And both Yoon’s foreign and technology ministers, speaking to foreign reporters, have voiced hopes that the nascent Washington-led “Fab 4” semiconductor supply chain agreement, which aims to unite Japan, South Korea, Taiwan and the US, will not be an exclusionary body.
But overall, the course of Yoon’s foreign policy alignments is clear.
Having sounded the pro-American trumpet during his campaign – promising to both expand the scope of the US alliance beyond its traditional security limits, and to talk up the benefits of democracy, rights and freedom on the global stage – he was rewarded with a visit from Joe Biden in May.
On the occasion, he joined the US Indo-Pacific Economic Framework (IPEF) discussion group, designed – albeit with considerable vagueness – to set future global industrial and technological cooperation and standardization.
His position on that front has been beefed up with multi-billion dollar investments in the US by Korean tech giants SK hynix and Samsung Electronics.
He also pleased US hawks by attending the Madrid NATO summit and restarting the once-customary joint drills on and around Korea with GIs. They were suspended under Yoon’s predecessor Moon Jae-in on the grounds of first giving diplomacy with North Korea “room to work,” then on the grounds of Covid-19 risks.
China cannot fail to have noticed Yoon’s pro-US slant.
Still, Yoon might have hoped that his reticence toward Pelosi would give his foreign minister, Park Jin, some goodwill in his wide-ranging discussions with China’s Wang Yi last week.
That hope was dashed when a post-visit diplomatic storm blew up over the operational conditions of a US THAAD missile defense battery on Korean soil and the so-called “Three Nos.”
Some background: China imposed economic sanctions on South Korea after the battery, which Seoul said was for South Korea’s defense against North Korea but which Beijing insisted could snoop on its own missiles, was deployed in South Korea in 2017.
That led Moon to offer “Three Nos” to Chinese President Xi Jinping, namely that there would be no expansion of THAAD; no joining of a US missile defense system; and no trilateral security alliance with Japan.
With a new Korean president in office, Beijing clearly wants policy continuity that Yoon’s team has not yet offered.
Post-meeting claims by China’s foreign ministry regarding the “Three Nos” were immediately refuted by Park in comments to media. And major figures in South Korea including the defense minister stormed that the THAAD deployment was a sovereign decision to be taken by South Korea, not China.

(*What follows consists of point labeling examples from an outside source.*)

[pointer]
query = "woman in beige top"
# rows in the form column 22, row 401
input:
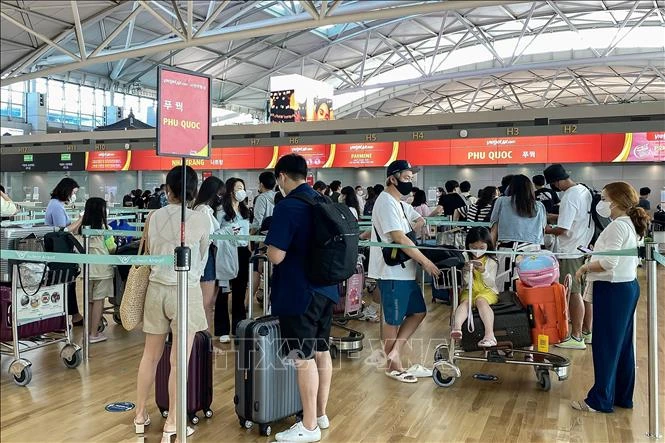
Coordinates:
column 161, row 301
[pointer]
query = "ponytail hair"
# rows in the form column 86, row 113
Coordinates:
column 625, row 197
column 640, row 220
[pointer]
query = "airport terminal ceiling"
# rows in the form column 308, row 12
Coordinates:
column 384, row 58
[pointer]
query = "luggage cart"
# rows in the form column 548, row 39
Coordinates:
column 349, row 307
column 21, row 368
column 446, row 355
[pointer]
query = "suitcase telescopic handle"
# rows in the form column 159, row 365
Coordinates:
column 257, row 259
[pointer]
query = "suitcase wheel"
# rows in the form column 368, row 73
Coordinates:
column 441, row 380
column 25, row 377
column 74, row 361
column 265, row 430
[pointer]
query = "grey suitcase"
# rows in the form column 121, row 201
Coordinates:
column 8, row 237
column 266, row 385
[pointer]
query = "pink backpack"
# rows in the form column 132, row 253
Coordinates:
column 538, row 271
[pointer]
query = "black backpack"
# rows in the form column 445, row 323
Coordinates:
column 599, row 223
column 64, row 242
column 333, row 248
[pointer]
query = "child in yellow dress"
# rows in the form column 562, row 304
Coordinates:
column 484, row 289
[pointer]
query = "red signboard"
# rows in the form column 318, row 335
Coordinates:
column 427, row 153
column 102, row 161
column 183, row 115
column 501, row 150
column 573, row 148
column 362, row 155
column 315, row 155
column 633, row 147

Amid this sturm und drang, a Korean Ministry of Foreign Affairs official told local media that, “Basically, the two foreign ministers were clearly sounding out each other’s positions on THAAD.”
Still, one expert reckons that Yoon is being nothing but realistic.
Yoon’s team believe “strategic ambiguity has run its course and want to put strategic clarity on the table as the best way to minimize damage to South Korea’s position,” Go said. “People worry that this will make China angry, but I think what is more risky is to sit on the fence and believe that South Korea is a neutral zone.”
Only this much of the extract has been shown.